Overview
Mendel Two Point Linkage is a component of the umbrella OpenMendel project. This analysis option maps a trait locus using two-point linkage analysis.
Installation
Note: The three OpenMendel packages (1) SnpArrays, (2) MendelSearch, and (3) MendelBase must be installed before any other OpenMendel package will run. It is easiest if these three packages are installed in the above order and before any other OpenMendel package.
Within Julia, use the package manager to install MendelTwoPointLinkage:
pkg> add https://github.com/OpenMendel/MendelTwoPointLinkage.jl.git
This package supports Julia v1.0+
Input Files
The Mendel Two Point Linkage analysis package uses the following input files. Example input files can be found in the data subfolder of the Mendel Two Point Linkage project. (An analysis won’t always need every file type below.)
- Control File: Specifies the names of your data input and output files and any optional parameters (keywords) for the analysis. (For a list of common keywords, see Keywords Table).
- Locus File: Names and describes the genetic loci in your data.
- Pedigree File: Gives information about your individuals, such as name, sex, family structure, and ancestry.
- Phenotype File: Lists the available phenotypes.
Control file
The Control file is a text file consisting of keywords and their assigned values. The format of the Control file is:
Keyword = Keyword_Value(s)
Below is an example of a simple Control file to run Two Point Linkage:
#
# Input and Output files.
#
locus_file = two-point linkage LocusFrame.txt
pedigree_file = two-point linkage PedigreeFrame.txt
phenotype_file = two-point linkage PhenotypeFrame.txt
output_file = two-point linkage Output.txt
lod-score-table = two-point linkage LOD Table Output.txt
#
# Analysis parameters for Two-Point Linkage option.
#
trait = RADIN
gender-neutral = true
standard_errors = true
travel = grid
In the example above, there are nine keywords. The first three keywords specify input files: two-point linkage LocusFrame.txt, two-point linkage PedigreeFrame.txt, two-point linkage PhenotypeFrame.txt. The next two keywords specify output files with results of the analysis: two-point linkage Output.txt and two-point linkage LOD Table Output.txt. The last four keywords specify analysis parameters: disease_status, gender-neutral, standard_errors and travel. The text after the ‘=’ are the keyword values.
Keywords
This is a list of OpenMendel keywords specific to Two Point Linkage. A list of OpenMendel keywords common to most analysis package can be found here. The names of keywords are not case sensitive. (The keyword values may be case sensitive.)

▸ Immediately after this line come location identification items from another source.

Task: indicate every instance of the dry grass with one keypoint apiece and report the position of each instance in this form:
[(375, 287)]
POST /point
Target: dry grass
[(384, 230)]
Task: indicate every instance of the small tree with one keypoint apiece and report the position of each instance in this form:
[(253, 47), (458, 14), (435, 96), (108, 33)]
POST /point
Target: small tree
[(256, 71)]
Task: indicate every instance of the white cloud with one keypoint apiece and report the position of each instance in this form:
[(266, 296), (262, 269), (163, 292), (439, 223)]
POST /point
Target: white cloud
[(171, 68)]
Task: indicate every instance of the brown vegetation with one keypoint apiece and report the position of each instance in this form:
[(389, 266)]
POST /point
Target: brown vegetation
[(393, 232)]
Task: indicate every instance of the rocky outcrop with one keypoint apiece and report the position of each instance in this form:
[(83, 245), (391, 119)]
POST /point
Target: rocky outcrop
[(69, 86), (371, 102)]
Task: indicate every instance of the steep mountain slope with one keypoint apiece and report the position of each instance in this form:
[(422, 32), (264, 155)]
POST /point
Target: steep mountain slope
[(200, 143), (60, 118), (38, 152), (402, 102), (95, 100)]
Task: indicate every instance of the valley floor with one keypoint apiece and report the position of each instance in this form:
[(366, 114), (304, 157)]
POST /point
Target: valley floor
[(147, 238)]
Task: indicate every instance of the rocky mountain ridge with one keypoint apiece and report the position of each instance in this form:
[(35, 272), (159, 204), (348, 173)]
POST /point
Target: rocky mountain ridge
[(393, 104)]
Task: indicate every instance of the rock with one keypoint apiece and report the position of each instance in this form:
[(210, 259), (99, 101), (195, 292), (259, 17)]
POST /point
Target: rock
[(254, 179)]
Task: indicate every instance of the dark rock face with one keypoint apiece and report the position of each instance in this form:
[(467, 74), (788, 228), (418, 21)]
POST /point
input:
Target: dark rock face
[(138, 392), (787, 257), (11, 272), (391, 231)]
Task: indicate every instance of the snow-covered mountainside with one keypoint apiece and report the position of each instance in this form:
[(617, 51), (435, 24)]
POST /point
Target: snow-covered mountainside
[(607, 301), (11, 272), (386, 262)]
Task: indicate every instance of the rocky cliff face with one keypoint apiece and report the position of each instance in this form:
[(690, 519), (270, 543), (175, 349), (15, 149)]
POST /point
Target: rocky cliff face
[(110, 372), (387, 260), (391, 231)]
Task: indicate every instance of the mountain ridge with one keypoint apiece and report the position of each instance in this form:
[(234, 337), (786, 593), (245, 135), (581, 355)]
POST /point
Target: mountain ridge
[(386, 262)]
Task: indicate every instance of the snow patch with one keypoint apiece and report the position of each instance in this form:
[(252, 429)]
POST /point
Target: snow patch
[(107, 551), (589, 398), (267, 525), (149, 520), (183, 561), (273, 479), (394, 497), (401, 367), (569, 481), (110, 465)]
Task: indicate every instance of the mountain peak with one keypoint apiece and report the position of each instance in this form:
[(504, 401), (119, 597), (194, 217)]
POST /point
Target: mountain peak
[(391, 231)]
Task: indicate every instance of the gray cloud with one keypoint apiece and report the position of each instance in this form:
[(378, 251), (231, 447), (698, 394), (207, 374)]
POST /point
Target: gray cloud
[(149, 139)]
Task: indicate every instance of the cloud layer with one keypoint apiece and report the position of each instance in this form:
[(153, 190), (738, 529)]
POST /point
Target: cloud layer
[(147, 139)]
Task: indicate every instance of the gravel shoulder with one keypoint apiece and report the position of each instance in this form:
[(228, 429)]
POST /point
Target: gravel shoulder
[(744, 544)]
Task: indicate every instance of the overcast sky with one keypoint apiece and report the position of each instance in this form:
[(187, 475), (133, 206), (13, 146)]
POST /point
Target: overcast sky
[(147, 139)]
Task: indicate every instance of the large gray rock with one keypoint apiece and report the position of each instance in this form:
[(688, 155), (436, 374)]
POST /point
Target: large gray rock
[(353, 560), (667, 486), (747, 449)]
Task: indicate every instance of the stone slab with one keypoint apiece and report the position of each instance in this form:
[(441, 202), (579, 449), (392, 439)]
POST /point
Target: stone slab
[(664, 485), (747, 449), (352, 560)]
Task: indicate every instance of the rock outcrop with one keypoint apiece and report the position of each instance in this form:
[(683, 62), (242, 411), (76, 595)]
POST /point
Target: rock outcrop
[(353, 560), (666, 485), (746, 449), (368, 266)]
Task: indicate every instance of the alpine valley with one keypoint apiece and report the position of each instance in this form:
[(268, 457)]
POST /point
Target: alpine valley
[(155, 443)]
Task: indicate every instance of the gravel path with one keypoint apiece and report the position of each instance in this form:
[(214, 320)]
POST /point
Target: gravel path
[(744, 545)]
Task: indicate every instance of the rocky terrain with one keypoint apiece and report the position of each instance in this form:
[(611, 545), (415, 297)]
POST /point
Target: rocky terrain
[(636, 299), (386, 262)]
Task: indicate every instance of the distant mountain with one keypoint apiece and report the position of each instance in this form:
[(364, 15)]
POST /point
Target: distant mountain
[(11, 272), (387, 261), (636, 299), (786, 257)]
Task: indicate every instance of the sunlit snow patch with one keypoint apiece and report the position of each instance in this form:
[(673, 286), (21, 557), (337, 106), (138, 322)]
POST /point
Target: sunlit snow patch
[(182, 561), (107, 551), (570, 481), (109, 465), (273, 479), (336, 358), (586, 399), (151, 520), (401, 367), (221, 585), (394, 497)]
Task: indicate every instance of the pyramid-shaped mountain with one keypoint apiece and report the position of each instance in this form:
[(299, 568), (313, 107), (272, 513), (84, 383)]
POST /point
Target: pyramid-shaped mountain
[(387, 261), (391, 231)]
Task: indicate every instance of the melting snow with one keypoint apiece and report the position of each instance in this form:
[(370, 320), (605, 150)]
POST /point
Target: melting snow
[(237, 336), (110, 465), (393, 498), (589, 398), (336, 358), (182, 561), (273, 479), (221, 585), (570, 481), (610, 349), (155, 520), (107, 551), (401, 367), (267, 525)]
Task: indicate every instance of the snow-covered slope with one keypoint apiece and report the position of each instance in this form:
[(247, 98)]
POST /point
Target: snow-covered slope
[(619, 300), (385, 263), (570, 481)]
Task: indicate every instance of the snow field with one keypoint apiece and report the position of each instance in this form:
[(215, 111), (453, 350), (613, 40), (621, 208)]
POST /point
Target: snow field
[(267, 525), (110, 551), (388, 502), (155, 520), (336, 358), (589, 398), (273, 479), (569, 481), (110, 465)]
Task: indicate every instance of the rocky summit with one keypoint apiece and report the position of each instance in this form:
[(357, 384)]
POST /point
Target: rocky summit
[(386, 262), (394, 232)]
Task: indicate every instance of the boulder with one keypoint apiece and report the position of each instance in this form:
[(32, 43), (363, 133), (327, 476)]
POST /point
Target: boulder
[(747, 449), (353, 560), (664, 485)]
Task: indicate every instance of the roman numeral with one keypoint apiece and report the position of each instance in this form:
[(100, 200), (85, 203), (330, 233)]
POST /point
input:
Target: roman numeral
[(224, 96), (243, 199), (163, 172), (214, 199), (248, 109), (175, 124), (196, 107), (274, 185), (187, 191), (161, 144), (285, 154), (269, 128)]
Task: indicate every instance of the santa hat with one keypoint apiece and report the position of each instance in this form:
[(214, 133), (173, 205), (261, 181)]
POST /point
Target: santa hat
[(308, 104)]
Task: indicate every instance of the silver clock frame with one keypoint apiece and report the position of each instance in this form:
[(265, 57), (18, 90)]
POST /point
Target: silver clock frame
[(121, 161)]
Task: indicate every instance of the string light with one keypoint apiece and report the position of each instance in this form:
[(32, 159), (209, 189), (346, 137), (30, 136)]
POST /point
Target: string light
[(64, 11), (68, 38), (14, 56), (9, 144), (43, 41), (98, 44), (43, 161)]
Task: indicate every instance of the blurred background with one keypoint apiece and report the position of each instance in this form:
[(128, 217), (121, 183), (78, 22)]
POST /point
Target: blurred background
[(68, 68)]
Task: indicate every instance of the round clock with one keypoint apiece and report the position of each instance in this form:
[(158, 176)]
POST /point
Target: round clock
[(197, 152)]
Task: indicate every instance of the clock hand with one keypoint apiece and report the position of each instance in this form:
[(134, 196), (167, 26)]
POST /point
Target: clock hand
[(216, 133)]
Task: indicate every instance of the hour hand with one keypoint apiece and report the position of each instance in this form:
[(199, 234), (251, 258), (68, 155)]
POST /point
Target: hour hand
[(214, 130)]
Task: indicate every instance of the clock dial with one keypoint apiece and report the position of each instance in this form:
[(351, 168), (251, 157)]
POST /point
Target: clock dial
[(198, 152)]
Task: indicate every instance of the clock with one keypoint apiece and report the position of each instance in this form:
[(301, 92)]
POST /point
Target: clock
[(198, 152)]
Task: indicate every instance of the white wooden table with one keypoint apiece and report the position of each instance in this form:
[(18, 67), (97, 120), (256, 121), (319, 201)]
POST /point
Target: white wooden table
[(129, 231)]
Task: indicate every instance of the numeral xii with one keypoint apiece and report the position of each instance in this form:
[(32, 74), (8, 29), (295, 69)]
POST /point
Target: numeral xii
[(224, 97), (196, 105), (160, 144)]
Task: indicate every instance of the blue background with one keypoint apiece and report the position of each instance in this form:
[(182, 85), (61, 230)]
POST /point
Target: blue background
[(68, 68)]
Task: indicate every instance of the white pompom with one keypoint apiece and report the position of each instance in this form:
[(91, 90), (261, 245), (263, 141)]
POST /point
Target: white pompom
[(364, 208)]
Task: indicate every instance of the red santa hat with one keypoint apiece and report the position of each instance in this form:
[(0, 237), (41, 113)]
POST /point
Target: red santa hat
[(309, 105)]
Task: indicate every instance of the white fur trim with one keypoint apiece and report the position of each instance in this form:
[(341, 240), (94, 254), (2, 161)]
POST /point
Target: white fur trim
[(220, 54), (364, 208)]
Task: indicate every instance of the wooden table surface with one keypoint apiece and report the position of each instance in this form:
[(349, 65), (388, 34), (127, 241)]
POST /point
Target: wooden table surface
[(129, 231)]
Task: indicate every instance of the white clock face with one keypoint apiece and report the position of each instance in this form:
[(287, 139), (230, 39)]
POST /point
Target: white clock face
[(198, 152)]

Keyword | Default Value | Allowed Values | Short Description |
---|---|---|---|
gender_neutral | true | true, false | Forces equal recombination fractions |
goal | maximize | ||
lod_score_table | Lod_Score_Frame.txt | User-defined output file name | Creates a lod score table output file |
output_unit | |||
parameters | 1 | ||
points | 9 | ||
travel | grid | Mode of sampling parameter space |
Data Files
Two Point Linkage requires a Control file, and a Pedigree file. Genotype data can be included in the Pedigree file, in which case a Locus file is required. Alternatively, genotype data can be provided in a SNP data file, in which case a SNP Definition File is required. OpenMendel will also accept PLINK format FAM and BIM files. Details on the format and contents of the Control and data files can be found on the MendelBase documentation page. There are example data files in the Two Point Linkage data folder.
Running the Analysis
To run this analysis package, first launch Julia. Then load the package with the command:
julia> using MendelTwoPointLinkage
Next, if necessary, change to the directory containing your files, for example,
julia> cd("~/path/to/data/files/")
Finally, to run the analysis using the parameters in your Control file, for example, Control_file.txt, use the command:
julia> TwoPointLinkage("Control_file.txt")

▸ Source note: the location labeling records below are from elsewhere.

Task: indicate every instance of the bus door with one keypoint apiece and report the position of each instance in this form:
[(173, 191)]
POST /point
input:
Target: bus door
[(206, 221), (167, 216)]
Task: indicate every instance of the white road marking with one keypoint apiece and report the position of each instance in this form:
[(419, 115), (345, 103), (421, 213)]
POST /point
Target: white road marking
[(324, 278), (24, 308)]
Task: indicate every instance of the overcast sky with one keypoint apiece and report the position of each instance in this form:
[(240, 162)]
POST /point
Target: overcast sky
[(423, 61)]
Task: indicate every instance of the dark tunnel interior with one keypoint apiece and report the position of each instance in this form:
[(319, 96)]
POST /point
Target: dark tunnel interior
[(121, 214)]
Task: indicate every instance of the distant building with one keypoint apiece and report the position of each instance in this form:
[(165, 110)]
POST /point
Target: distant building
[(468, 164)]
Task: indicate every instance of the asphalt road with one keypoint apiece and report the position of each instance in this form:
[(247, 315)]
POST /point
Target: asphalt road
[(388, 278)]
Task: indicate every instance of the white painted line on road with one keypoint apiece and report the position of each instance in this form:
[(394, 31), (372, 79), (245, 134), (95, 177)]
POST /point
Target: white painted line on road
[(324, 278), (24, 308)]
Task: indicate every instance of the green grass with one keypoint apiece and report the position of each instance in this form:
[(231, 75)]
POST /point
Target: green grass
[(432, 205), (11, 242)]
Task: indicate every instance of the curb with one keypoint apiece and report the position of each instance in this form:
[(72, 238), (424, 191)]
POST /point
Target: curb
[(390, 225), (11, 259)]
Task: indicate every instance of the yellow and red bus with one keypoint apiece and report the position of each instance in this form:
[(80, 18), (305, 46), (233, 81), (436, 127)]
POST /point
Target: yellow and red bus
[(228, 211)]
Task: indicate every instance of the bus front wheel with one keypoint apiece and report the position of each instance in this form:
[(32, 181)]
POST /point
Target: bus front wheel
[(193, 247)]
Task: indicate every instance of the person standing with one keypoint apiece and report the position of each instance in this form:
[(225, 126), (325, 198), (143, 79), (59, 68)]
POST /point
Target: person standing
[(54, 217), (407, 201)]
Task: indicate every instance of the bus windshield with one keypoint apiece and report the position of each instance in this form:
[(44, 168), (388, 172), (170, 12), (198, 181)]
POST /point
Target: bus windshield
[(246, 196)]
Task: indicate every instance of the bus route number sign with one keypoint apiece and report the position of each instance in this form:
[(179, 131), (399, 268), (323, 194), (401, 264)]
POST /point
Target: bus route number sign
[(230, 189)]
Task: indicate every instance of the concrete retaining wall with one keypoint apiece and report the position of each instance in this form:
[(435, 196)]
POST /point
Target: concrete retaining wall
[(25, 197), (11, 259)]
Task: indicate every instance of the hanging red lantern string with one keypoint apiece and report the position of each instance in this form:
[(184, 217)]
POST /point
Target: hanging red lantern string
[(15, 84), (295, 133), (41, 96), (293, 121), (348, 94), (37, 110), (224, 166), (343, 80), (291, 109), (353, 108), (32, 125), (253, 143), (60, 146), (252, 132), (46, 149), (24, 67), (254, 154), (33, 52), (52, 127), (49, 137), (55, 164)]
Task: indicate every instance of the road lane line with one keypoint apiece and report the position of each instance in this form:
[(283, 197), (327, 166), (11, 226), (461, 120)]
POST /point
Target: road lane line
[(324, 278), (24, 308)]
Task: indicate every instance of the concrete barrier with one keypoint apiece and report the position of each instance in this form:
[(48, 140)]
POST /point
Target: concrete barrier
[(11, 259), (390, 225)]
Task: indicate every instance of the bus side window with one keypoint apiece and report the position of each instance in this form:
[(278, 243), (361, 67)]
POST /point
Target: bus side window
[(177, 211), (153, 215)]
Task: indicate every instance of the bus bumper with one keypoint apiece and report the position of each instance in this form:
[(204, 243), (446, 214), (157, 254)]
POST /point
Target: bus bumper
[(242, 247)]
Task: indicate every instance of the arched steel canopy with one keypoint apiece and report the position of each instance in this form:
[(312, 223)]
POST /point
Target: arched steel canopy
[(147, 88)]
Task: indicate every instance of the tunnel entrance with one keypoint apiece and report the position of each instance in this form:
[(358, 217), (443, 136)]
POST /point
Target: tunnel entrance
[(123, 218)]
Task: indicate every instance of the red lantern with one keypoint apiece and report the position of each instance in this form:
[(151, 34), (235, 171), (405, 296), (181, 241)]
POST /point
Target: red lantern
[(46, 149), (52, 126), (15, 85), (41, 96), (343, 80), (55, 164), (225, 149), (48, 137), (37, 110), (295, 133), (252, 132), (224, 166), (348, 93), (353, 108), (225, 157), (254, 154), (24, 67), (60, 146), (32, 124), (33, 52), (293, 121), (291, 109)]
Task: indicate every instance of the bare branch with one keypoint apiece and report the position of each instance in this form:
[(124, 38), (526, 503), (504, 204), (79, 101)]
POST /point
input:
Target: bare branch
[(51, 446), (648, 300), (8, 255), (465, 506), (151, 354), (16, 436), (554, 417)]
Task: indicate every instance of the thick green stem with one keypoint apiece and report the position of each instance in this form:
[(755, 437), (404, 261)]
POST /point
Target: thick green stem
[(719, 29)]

Note: The package is called MendelTwoPointLinkage but the analysis function is called simply TwoPointLinkage.
Citation
If you use this analysis package in your research, please cite the following reference in the resulting publications:
OPENMENDEL: a cooperative programming project for statistical genetics. Zhou H, Sinsheimer JS, Bates DM, Chu BB, German CA, Ji SS, Keys KL, Kim J, Ko S, Mosher GD, Papp JC, Sobel EM, Zhai J, Zhou JJ, Lange K. Hum Genet. 2019 Mar 26. doi: 10.1007/s00439-019-02001-z. [Epub ahead of print] PMID: 30915546
Acknowledgments
This project is supported by the National Institutes of Health under NIGMS awards R01GM053275 and R25GM103774 and NHGRI award R01HG006139.